In accordance with the suggestions made by General Bentham, the Admiralty issued the following instructions to the Navy Board.
“Admiralty Office, 7th May, 1803.
“Whereas upon our referring to Brigadier-General Bentham an application we received from Mr. Brunel, soliciting some remuneration for the labour and expense which he had been at in the invention and perfecting of his machinery for the manufacture of blocks for the use of his Majesty’s Navy, the General has, in his letter to our secretary of the 30th of last month, represented, for our information, that having examined the several articles of the machinery in question, and having seen them at work, he is fully satisfied that they are adequate to the making of blocks more perfect in regard to accuracy and uniformity of shape, as well as at a much cheaper rate, than could be made by any other means hitherto in use, and he has in consequence suggested such means for ascertaing the compensation to which Mr. Brunel might be entitled for the ingenuity and utility of his invention as appeared to him the most eligible and which can only be fairly determined by a year’s trial of the machinery according to the experiments and calculations of labour, materials, and other charges pointed out by the General.
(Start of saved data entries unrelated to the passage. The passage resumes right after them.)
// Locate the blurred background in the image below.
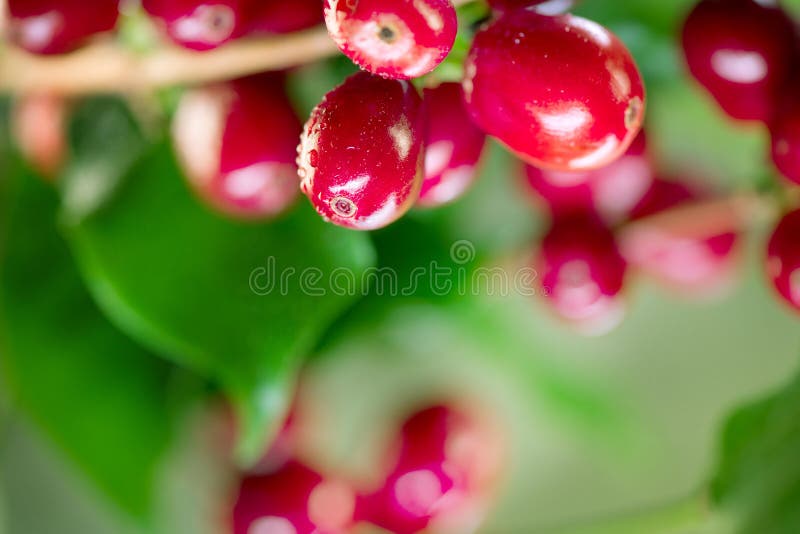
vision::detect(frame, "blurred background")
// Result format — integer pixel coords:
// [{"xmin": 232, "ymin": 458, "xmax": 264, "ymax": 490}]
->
[{"xmin": 3, "ymin": 0, "xmax": 800, "ymax": 533}]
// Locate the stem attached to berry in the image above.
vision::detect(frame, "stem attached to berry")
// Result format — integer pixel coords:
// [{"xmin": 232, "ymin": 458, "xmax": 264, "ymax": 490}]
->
[{"xmin": 0, "ymin": 0, "xmax": 473, "ymax": 95}]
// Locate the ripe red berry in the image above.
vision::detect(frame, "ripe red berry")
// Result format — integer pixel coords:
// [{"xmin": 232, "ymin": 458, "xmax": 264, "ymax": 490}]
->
[
  {"xmin": 464, "ymin": 11, "xmax": 644, "ymax": 172},
  {"xmin": 418, "ymin": 83, "xmax": 486, "ymax": 208},
  {"xmin": 681, "ymin": 0, "xmax": 796, "ymax": 122},
  {"xmin": 536, "ymin": 214, "xmax": 627, "ymax": 334},
  {"xmin": 243, "ymin": 0, "xmax": 323, "ymax": 35},
  {"xmin": 232, "ymin": 461, "xmax": 357, "ymax": 534},
  {"xmin": 142, "ymin": 0, "xmax": 248, "ymax": 51},
  {"xmin": 8, "ymin": 0, "xmax": 120, "ymax": 55},
  {"xmin": 766, "ymin": 209, "xmax": 800, "ymax": 312},
  {"xmin": 623, "ymin": 179, "xmax": 738, "ymax": 295},
  {"xmin": 172, "ymin": 74, "xmax": 301, "ymax": 220},
  {"xmin": 324, "ymin": 0, "xmax": 457, "ymax": 79},
  {"xmin": 298, "ymin": 72, "xmax": 425, "ymax": 230},
  {"xmin": 522, "ymin": 131, "xmax": 651, "ymax": 223},
  {"xmin": 357, "ymin": 405, "xmax": 501, "ymax": 534}
]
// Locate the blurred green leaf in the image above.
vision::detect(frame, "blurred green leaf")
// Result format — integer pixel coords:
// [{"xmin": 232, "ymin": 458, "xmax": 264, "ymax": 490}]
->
[
  {"xmin": 710, "ymin": 370, "xmax": 800, "ymax": 533},
  {"xmin": 64, "ymin": 143, "xmax": 376, "ymax": 464},
  {"xmin": 61, "ymin": 97, "xmax": 148, "ymax": 222},
  {"xmin": 0, "ymin": 162, "xmax": 177, "ymax": 521}
]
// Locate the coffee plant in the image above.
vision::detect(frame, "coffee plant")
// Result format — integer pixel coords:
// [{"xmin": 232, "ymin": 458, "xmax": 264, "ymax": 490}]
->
[{"xmin": 2, "ymin": 0, "xmax": 800, "ymax": 533}]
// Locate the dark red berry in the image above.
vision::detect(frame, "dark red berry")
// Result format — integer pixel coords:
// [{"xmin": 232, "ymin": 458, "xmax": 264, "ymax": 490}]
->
[
  {"xmin": 244, "ymin": 0, "xmax": 323, "ymax": 35},
  {"xmin": 232, "ymin": 461, "xmax": 357, "ymax": 534},
  {"xmin": 324, "ymin": 0, "xmax": 457, "ymax": 79},
  {"xmin": 487, "ymin": 0, "xmax": 577, "ymax": 16},
  {"xmin": 681, "ymin": 0, "xmax": 796, "ymax": 122},
  {"xmin": 522, "ymin": 131, "xmax": 651, "ymax": 223},
  {"xmin": 418, "ymin": 83, "xmax": 486, "ymax": 208},
  {"xmin": 8, "ymin": 0, "xmax": 120, "ymax": 55},
  {"xmin": 172, "ymin": 74, "xmax": 301, "ymax": 220},
  {"xmin": 464, "ymin": 11, "xmax": 644, "ymax": 171},
  {"xmin": 357, "ymin": 405, "xmax": 502, "ymax": 534},
  {"xmin": 767, "ymin": 209, "xmax": 800, "ymax": 312},
  {"xmin": 142, "ymin": 0, "xmax": 248, "ymax": 51},
  {"xmin": 624, "ymin": 179, "xmax": 738, "ymax": 295},
  {"xmin": 298, "ymin": 72, "xmax": 425, "ymax": 230},
  {"xmin": 536, "ymin": 214, "xmax": 627, "ymax": 334}
]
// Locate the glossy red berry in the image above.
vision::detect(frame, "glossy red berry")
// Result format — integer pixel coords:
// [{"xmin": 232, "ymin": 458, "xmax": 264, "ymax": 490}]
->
[
  {"xmin": 8, "ymin": 0, "xmax": 120, "ymax": 55},
  {"xmin": 298, "ymin": 72, "xmax": 425, "ymax": 230},
  {"xmin": 142, "ymin": 0, "xmax": 248, "ymax": 51},
  {"xmin": 522, "ymin": 131, "xmax": 651, "ymax": 223},
  {"xmin": 767, "ymin": 209, "xmax": 800, "ymax": 312},
  {"xmin": 464, "ymin": 11, "xmax": 644, "ymax": 172},
  {"xmin": 232, "ymin": 461, "xmax": 357, "ymax": 534},
  {"xmin": 244, "ymin": 0, "xmax": 323, "ymax": 35},
  {"xmin": 172, "ymin": 74, "xmax": 301, "ymax": 220},
  {"xmin": 681, "ymin": 0, "xmax": 796, "ymax": 122},
  {"xmin": 418, "ymin": 83, "xmax": 486, "ymax": 208},
  {"xmin": 536, "ymin": 214, "xmax": 627, "ymax": 334},
  {"xmin": 624, "ymin": 179, "xmax": 738, "ymax": 295},
  {"xmin": 357, "ymin": 405, "xmax": 501, "ymax": 534},
  {"xmin": 324, "ymin": 0, "xmax": 457, "ymax": 79}
]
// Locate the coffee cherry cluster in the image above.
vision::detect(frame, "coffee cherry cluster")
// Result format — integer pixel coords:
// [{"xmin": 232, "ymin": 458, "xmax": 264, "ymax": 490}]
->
[
  {"xmin": 231, "ymin": 403, "xmax": 502, "ymax": 534},
  {"xmin": 681, "ymin": 0, "xmax": 800, "ymax": 314},
  {"xmin": 299, "ymin": 3, "xmax": 645, "ymax": 229},
  {"xmin": 7, "ymin": 0, "xmax": 322, "ymax": 54},
  {"xmin": 522, "ymin": 131, "xmax": 740, "ymax": 333}
]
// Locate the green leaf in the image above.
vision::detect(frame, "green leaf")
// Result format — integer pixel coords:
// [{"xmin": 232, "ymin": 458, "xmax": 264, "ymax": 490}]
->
[
  {"xmin": 0, "ymin": 162, "xmax": 178, "ymax": 521},
  {"xmin": 60, "ymin": 97, "xmax": 148, "ymax": 222},
  {"xmin": 64, "ymin": 143, "xmax": 376, "ymax": 464},
  {"xmin": 710, "ymin": 370, "xmax": 800, "ymax": 533}
]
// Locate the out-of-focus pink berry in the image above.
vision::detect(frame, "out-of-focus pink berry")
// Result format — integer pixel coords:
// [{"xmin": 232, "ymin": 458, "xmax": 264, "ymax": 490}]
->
[
  {"xmin": 536, "ymin": 214, "xmax": 628, "ymax": 334},
  {"xmin": 681, "ymin": 0, "xmax": 796, "ymax": 122},
  {"xmin": 142, "ymin": 0, "xmax": 249, "ymax": 51},
  {"xmin": 522, "ymin": 131, "xmax": 652, "ymax": 223},
  {"xmin": 8, "ymin": 0, "xmax": 120, "ymax": 55},
  {"xmin": 172, "ymin": 74, "xmax": 301, "ymax": 220},
  {"xmin": 418, "ymin": 83, "xmax": 486, "ymax": 208},
  {"xmin": 623, "ymin": 179, "xmax": 739, "ymax": 296}
]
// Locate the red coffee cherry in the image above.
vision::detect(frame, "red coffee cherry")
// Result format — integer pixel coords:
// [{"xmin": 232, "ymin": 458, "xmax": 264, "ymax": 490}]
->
[
  {"xmin": 8, "ymin": 0, "xmax": 120, "ymax": 55},
  {"xmin": 324, "ymin": 0, "xmax": 457, "ymax": 79},
  {"xmin": 172, "ymin": 74, "xmax": 301, "ymax": 220},
  {"xmin": 767, "ymin": 209, "xmax": 800, "ymax": 312},
  {"xmin": 522, "ymin": 131, "xmax": 651, "ymax": 223},
  {"xmin": 623, "ymin": 179, "xmax": 738, "ymax": 296},
  {"xmin": 681, "ymin": 0, "xmax": 796, "ymax": 122},
  {"xmin": 418, "ymin": 83, "xmax": 486, "ymax": 208},
  {"xmin": 357, "ymin": 405, "xmax": 502, "ymax": 534},
  {"xmin": 232, "ymin": 461, "xmax": 357, "ymax": 534},
  {"xmin": 464, "ymin": 11, "xmax": 644, "ymax": 172},
  {"xmin": 142, "ymin": 0, "xmax": 248, "ymax": 51},
  {"xmin": 298, "ymin": 72, "xmax": 425, "ymax": 230},
  {"xmin": 244, "ymin": 0, "xmax": 323, "ymax": 35},
  {"xmin": 536, "ymin": 214, "xmax": 628, "ymax": 334}
]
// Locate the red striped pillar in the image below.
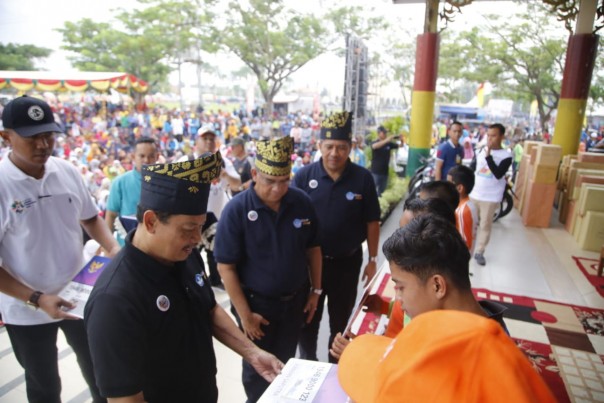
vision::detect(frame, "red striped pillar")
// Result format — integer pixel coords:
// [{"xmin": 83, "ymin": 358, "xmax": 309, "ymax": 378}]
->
[
  {"xmin": 407, "ymin": 33, "xmax": 439, "ymax": 176},
  {"xmin": 553, "ymin": 34, "xmax": 599, "ymax": 156}
]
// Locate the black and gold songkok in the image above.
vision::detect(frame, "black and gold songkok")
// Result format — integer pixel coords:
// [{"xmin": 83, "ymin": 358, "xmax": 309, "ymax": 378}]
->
[
  {"xmin": 254, "ymin": 136, "xmax": 294, "ymax": 176},
  {"xmin": 320, "ymin": 111, "xmax": 353, "ymax": 141},
  {"xmin": 140, "ymin": 152, "xmax": 222, "ymax": 215}
]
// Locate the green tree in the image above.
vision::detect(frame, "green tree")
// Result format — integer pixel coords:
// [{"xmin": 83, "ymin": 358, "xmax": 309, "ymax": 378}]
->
[
  {"xmin": 0, "ymin": 43, "xmax": 51, "ymax": 70},
  {"xmin": 589, "ymin": 37, "xmax": 604, "ymax": 108},
  {"xmin": 439, "ymin": 3, "xmax": 568, "ymax": 132},
  {"xmin": 57, "ymin": 0, "xmax": 216, "ymax": 91},
  {"xmin": 220, "ymin": 0, "xmax": 382, "ymax": 116}
]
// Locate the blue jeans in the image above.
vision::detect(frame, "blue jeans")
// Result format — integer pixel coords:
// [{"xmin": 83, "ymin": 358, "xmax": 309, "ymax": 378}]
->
[{"xmin": 372, "ymin": 173, "xmax": 388, "ymax": 197}]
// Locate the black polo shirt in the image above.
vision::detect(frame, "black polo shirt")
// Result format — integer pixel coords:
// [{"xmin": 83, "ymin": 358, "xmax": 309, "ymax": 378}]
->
[
  {"xmin": 370, "ymin": 141, "xmax": 398, "ymax": 175},
  {"xmin": 84, "ymin": 232, "xmax": 218, "ymax": 402},
  {"xmin": 213, "ymin": 184, "xmax": 320, "ymax": 296},
  {"xmin": 292, "ymin": 159, "xmax": 380, "ymax": 257}
]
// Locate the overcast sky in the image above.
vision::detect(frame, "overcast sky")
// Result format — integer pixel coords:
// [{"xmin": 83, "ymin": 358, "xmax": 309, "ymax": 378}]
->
[{"xmin": 0, "ymin": 1, "xmax": 537, "ymax": 98}]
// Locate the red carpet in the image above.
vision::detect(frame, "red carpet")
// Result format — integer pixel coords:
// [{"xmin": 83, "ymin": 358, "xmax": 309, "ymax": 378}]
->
[
  {"xmin": 353, "ymin": 272, "xmax": 604, "ymax": 402},
  {"xmin": 472, "ymin": 288, "xmax": 604, "ymax": 403},
  {"xmin": 573, "ymin": 256, "xmax": 604, "ymax": 298}
]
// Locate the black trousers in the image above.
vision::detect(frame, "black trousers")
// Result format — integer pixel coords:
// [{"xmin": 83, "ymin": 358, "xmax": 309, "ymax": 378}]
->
[
  {"xmin": 6, "ymin": 320, "xmax": 105, "ymax": 403},
  {"xmin": 298, "ymin": 248, "xmax": 363, "ymax": 363},
  {"xmin": 205, "ymin": 248, "xmax": 222, "ymax": 286},
  {"xmin": 231, "ymin": 288, "xmax": 306, "ymax": 403}
]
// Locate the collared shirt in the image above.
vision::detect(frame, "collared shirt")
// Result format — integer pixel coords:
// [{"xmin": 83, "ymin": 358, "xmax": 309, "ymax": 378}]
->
[
  {"xmin": 106, "ymin": 169, "xmax": 142, "ymax": 245},
  {"xmin": 436, "ymin": 139, "xmax": 464, "ymax": 178},
  {"xmin": 85, "ymin": 232, "xmax": 218, "ymax": 402},
  {"xmin": 370, "ymin": 141, "xmax": 398, "ymax": 175},
  {"xmin": 106, "ymin": 169, "xmax": 142, "ymax": 217},
  {"xmin": 214, "ymin": 184, "xmax": 319, "ymax": 296},
  {"xmin": 0, "ymin": 156, "xmax": 98, "ymax": 325},
  {"xmin": 292, "ymin": 159, "xmax": 380, "ymax": 257}
]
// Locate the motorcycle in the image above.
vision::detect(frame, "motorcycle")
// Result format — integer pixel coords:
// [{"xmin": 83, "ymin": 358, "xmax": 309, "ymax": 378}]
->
[{"xmin": 406, "ymin": 158, "xmax": 516, "ymax": 222}]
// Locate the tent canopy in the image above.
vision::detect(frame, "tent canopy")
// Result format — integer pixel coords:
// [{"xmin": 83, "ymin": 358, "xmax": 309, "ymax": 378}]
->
[{"xmin": 0, "ymin": 71, "xmax": 148, "ymax": 94}]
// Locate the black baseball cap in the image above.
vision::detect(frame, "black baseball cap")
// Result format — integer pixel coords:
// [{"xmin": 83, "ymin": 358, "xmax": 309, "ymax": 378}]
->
[{"xmin": 1, "ymin": 95, "xmax": 62, "ymax": 137}]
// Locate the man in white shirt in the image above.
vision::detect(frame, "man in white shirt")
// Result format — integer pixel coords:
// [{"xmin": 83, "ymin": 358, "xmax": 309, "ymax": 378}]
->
[
  {"xmin": 469, "ymin": 123, "xmax": 512, "ymax": 266},
  {"xmin": 0, "ymin": 96, "xmax": 120, "ymax": 402},
  {"xmin": 178, "ymin": 124, "xmax": 241, "ymax": 287}
]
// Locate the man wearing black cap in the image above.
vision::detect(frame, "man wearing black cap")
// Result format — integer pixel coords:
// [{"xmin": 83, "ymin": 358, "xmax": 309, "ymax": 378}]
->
[
  {"xmin": 292, "ymin": 111, "xmax": 381, "ymax": 363},
  {"xmin": 0, "ymin": 95, "xmax": 120, "ymax": 402},
  {"xmin": 84, "ymin": 152, "xmax": 283, "ymax": 402},
  {"xmin": 214, "ymin": 136, "xmax": 322, "ymax": 402},
  {"xmin": 371, "ymin": 125, "xmax": 399, "ymax": 196}
]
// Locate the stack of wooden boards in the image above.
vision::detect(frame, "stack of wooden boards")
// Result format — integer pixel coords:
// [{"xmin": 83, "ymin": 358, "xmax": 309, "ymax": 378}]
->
[
  {"xmin": 557, "ymin": 151, "xmax": 604, "ymax": 252},
  {"xmin": 514, "ymin": 141, "xmax": 562, "ymax": 228},
  {"xmin": 515, "ymin": 143, "xmax": 604, "ymax": 251}
]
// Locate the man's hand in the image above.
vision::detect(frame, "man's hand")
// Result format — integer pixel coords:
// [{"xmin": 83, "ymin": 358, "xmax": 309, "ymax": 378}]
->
[
  {"xmin": 329, "ymin": 331, "xmax": 356, "ymax": 360},
  {"xmin": 38, "ymin": 294, "xmax": 79, "ymax": 320},
  {"xmin": 106, "ymin": 245, "xmax": 121, "ymax": 258},
  {"xmin": 303, "ymin": 293, "xmax": 320, "ymax": 323},
  {"xmin": 362, "ymin": 261, "xmax": 377, "ymax": 286},
  {"xmin": 241, "ymin": 312, "xmax": 269, "ymax": 341},
  {"xmin": 247, "ymin": 348, "xmax": 284, "ymax": 383}
]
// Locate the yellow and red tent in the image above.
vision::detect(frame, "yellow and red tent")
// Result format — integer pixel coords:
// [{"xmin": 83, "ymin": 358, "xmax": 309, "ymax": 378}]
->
[{"xmin": 0, "ymin": 71, "xmax": 148, "ymax": 94}]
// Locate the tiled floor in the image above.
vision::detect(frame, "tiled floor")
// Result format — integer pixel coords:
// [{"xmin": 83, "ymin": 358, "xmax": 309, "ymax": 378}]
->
[{"xmin": 0, "ymin": 203, "xmax": 601, "ymax": 402}]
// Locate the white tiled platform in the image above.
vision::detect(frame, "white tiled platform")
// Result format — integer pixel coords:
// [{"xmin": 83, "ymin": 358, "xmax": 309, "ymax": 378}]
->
[{"xmin": 0, "ymin": 204, "xmax": 601, "ymax": 402}]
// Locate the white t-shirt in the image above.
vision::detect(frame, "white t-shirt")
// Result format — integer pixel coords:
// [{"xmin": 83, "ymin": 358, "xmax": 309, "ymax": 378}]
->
[
  {"xmin": 177, "ymin": 153, "xmax": 240, "ymax": 220},
  {"xmin": 0, "ymin": 156, "xmax": 99, "ymax": 325},
  {"xmin": 171, "ymin": 118, "xmax": 184, "ymax": 135},
  {"xmin": 470, "ymin": 148, "xmax": 512, "ymax": 203}
]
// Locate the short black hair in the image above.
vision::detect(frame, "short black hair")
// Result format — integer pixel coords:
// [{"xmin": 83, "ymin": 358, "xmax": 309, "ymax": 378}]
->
[
  {"xmin": 403, "ymin": 197, "xmax": 455, "ymax": 225},
  {"xmin": 383, "ymin": 214, "xmax": 471, "ymax": 290},
  {"xmin": 419, "ymin": 181, "xmax": 460, "ymax": 210},
  {"xmin": 136, "ymin": 204, "xmax": 173, "ymax": 224},
  {"xmin": 450, "ymin": 121, "xmax": 463, "ymax": 129},
  {"xmin": 489, "ymin": 123, "xmax": 505, "ymax": 136},
  {"xmin": 448, "ymin": 165, "xmax": 475, "ymax": 194},
  {"xmin": 135, "ymin": 136, "xmax": 157, "ymax": 147}
]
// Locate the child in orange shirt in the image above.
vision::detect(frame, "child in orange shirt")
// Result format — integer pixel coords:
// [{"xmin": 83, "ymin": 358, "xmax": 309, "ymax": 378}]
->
[{"xmin": 447, "ymin": 165, "xmax": 478, "ymax": 253}]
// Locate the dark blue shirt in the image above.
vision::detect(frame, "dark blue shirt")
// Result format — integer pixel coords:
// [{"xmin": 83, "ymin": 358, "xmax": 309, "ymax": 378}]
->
[
  {"xmin": 214, "ymin": 184, "xmax": 320, "ymax": 296},
  {"xmin": 436, "ymin": 139, "xmax": 464, "ymax": 178},
  {"xmin": 292, "ymin": 159, "xmax": 380, "ymax": 257}
]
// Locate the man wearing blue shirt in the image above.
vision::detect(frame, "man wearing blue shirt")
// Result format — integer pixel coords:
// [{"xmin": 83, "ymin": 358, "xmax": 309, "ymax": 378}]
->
[
  {"xmin": 434, "ymin": 121, "xmax": 464, "ymax": 180},
  {"xmin": 214, "ymin": 136, "xmax": 322, "ymax": 402},
  {"xmin": 293, "ymin": 112, "xmax": 381, "ymax": 363},
  {"xmin": 105, "ymin": 137, "xmax": 158, "ymax": 244}
]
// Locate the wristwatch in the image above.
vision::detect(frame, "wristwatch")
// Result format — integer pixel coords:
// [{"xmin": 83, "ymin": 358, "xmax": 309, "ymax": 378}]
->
[
  {"xmin": 311, "ymin": 288, "xmax": 323, "ymax": 295},
  {"xmin": 369, "ymin": 256, "xmax": 378, "ymax": 263},
  {"xmin": 26, "ymin": 291, "xmax": 43, "ymax": 309}
]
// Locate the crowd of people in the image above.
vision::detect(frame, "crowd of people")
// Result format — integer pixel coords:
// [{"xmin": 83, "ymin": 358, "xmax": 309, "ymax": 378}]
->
[{"xmin": 0, "ymin": 94, "xmax": 580, "ymax": 402}]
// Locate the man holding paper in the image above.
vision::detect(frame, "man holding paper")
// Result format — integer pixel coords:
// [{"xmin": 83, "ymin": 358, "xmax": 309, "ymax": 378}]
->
[
  {"xmin": 85, "ymin": 152, "xmax": 283, "ymax": 402},
  {"xmin": 0, "ymin": 96, "xmax": 120, "ymax": 402}
]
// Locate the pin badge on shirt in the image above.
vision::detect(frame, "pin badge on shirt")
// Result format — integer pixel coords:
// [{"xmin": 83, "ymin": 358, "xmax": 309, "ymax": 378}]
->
[
  {"xmin": 195, "ymin": 273, "xmax": 205, "ymax": 287},
  {"xmin": 293, "ymin": 218, "xmax": 302, "ymax": 229},
  {"xmin": 346, "ymin": 191, "xmax": 355, "ymax": 201},
  {"xmin": 247, "ymin": 210, "xmax": 258, "ymax": 221},
  {"xmin": 156, "ymin": 295, "xmax": 170, "ymax": 312},
  {"xmin": 309, "ymin": 179, "xmax": 318, "ymax": 189}
]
“That with regard to Mr. Brunel’s application for some allowance for his time and travelling expenses since he has been engaged in the erection of the apparatus, the General has proposed, for the reasons he has set forth in his letter, that he should be allowed one guinea a day during the time he has actually been so employed; and also travelling expenses, at the rate of ten shillings a day, and coach hire for his journeys to Portsmouth; and the General has further proposed, that the 16th of September last should be the period from which the allowance in question may commence.
“We send you herewith the General’s aforementioned letter, and do hereby desire and direct you (without admitting the principle recommended by the General for remunerating Mr. Brunel) to instruct the officers of the Portsmouth Dockyard, to keep account conformably to the suggestion contained in General Bentham’s letter ; and you are to report to us the particulars thereof as accurately as possible, in order that by the advantages derived to the public from this invention, we may be enabled to form a judgment of the extent of the reward which may hereafter be proper to be given to Mr. Brunel for his ingenuity. And you are to make him an allowance of one guinea per diem during the time he may be employed in erecting his apparatus, to commence from the 16th of September last, agreeably to Brigadier-General Bentham’s proposal ; and also an allowance of ten shillings per diem for extra expenses during his absence from town on the public service; together with the amount of coachhire actually incurred on his journeys, to and from Portsmouth, upon his producing certificates from the General, of the several journeys he may undertake in completing his work. “We are your affectionate friends,
And at the same time the following communication was made to Brunel.
“Admiralty Office, 5th May, 1803. Sir,
“I am commanded by my Lords Commissioners of the Admiralty, to acquaint you, that they have given orders that an allowance be made to you of one guinea per diem during the time you may be employed in erecting your machine for the manufacture of blocks in his Majesty’s dockyard at Portsmouth, to commence from the 16th of September last, and to continue until the same shall be completed ; together with the amount of coach hire actually paid, or to be paid, by you in your journeys to and from that place; and also, an allowance of ten shillings per diem for extra expenses, during your absence from town; and that their Lordships will consider what farther reward may be proper to be made to you for your invention, whenever the extent of the advantages likely to be derived by the public from it, shall be fully ascertained.